We are already seeing people getting frustrated with LLMs for “hallucinating” or “making things up” when the LLM generates text that is wrong or nonsensical. In Europe, government regulators are hard at work trying to mitigate potentially harmful uses and outputs of LLMs. OpenAI, the company behind ChatGPT, is working hard to make sure their product is safe, and at the same time, they are contributing to the problem by selling ChatGPT as a problem-solving tool.

A Very Brief History of AI

In the 1940s and 1950s, mathematicians and computer pioneers (most of whom were mathematicians) got excited about the potential of machines to think like humans. In the first wave of AI, this looked primarily like programming computers to play chess and checkers. These programs are search algorithms – they build a tree of possible moves and then search it for winning moves based on rules that assign values to different board positions. It soon became apparent that because of the number of possible positions in chess (about 10^44), we wouldn’t have enough computing power to search deeply enough to beat humans at chess for a very long time, and researchers moved on to other problems.

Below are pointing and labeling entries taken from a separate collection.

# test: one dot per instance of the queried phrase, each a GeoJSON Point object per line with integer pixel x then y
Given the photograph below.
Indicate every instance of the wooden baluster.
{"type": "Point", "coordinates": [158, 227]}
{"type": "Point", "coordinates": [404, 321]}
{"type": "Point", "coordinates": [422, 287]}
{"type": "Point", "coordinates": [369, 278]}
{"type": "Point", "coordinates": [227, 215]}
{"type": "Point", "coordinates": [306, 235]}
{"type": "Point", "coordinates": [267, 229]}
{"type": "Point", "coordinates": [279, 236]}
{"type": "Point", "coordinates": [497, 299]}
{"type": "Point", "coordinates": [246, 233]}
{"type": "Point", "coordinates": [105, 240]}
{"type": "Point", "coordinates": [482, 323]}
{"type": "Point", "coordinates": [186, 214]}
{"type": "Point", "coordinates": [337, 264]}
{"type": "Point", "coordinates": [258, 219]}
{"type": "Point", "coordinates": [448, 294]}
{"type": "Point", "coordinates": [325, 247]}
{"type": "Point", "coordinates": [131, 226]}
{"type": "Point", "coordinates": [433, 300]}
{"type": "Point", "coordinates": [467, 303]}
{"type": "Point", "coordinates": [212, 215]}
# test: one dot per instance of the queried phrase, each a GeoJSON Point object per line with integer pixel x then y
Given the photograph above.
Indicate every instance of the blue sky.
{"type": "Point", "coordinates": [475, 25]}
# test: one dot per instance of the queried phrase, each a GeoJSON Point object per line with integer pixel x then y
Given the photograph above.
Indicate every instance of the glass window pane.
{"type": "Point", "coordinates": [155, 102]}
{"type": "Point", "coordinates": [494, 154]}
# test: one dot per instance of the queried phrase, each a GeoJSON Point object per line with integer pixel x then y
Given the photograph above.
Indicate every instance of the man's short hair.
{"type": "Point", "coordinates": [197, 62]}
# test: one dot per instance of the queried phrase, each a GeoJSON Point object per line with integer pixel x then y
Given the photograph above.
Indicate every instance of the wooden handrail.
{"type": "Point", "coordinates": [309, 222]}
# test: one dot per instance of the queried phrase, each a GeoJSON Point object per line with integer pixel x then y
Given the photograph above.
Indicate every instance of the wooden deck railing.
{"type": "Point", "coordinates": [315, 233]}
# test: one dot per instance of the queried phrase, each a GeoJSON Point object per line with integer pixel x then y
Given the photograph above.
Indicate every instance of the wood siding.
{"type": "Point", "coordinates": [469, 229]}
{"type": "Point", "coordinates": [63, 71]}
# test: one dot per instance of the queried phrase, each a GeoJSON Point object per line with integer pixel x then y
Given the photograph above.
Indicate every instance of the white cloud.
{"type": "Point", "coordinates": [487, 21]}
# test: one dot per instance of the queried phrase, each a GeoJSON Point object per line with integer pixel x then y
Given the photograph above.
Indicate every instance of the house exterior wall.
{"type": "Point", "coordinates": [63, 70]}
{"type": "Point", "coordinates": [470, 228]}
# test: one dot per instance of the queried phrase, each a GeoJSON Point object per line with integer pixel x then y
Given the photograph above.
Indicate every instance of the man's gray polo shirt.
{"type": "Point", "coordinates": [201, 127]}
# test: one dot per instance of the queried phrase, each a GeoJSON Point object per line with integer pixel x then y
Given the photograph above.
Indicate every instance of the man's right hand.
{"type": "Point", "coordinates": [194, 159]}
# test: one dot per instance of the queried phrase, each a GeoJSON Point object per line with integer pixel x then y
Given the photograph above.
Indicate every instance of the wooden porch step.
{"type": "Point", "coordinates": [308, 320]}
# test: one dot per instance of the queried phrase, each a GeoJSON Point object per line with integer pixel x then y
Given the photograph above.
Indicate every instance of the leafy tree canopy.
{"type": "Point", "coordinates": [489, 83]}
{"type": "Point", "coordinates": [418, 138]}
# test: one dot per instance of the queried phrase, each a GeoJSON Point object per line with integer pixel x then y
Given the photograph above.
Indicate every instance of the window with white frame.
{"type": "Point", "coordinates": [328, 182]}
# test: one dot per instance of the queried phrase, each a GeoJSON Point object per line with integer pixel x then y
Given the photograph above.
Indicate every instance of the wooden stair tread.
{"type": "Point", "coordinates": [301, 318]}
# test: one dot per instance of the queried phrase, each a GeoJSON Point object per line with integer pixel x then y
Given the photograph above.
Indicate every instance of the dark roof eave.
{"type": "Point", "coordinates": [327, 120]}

The second wave of AI in the 1960s-1980s consisted largely of heuristics engines and expert systems. Heuristics engines use a set of shortcuts or rules of thumb to quickly find a “good enough” solution to a complex problem that might not be solvable with traditional methods. Most anti-virus software uses a heuristics engine to identify suspicious behaviors. Expert systems encode knowledge about a specific domain of expertise in a rigorous way and use formal logic to solve problems within that domain. Examples include programs that can generate and verify mathematical proofs and programs for medical diagnosis. These systems were very highly developed by the early 1980s but fell out of favor for two main reasons: (1) they were extremely expensive to develop and maintain, and (2) they behaved unpredictably when faced with inputs that didn’t map directly to the underlying knowledge.

In the 1990s, computing power caught up to the chess problem enough to allow Deep Blue to beat Gary Kasparov, the top human player of the era. It was a landmark moment in AI, but looking back, probably said more about the weakness of human chess players than the strength of computers. We still can’t compute the full game tree of chess, or even exactly how many legal, reachable board positions there are.

By the early 2000s, large pattern recognition problems started to gain favor, as the combination of increasing computing power and improved neural network methods captured the imagination of researchers and programmers. Significant advances were made in techniques that would eventually prove fruitful in areas like voice recognition, handwriting recognition, facial and object recognition, and language translation. In 2012, a major neural network advance made image recognition practical, and neural networks have dominated the development of AI since then.

In the 2010s- present, the advent of compute-as-a-service enabled by cloud computing and the use of parallel processing GPUs to implement neural networks have lowered the barriers to AI development. LLMs were initially made possible by this new compute environment, and are gradually being moved onto smaller platforms. What we haven’t seen yet is a return to the knowledge-based approaches of the 70s and 80s.

A Call to Action

As we are poised to become dependent on LLMs to enhance our productivity, it will be increasingly urgent that we build a knowledge base under these tools. If we fail to do so, we risk granting authority to LLMs that are fundamentally untethered from actual knowledge of the world.

In future posts, we will examine the human knowledge problem, ponder what a return to knowledge-based AI might look like, and consider how incorporating a bottom-up knowledge representation might help us solve some of the biggest problems in scientific research today.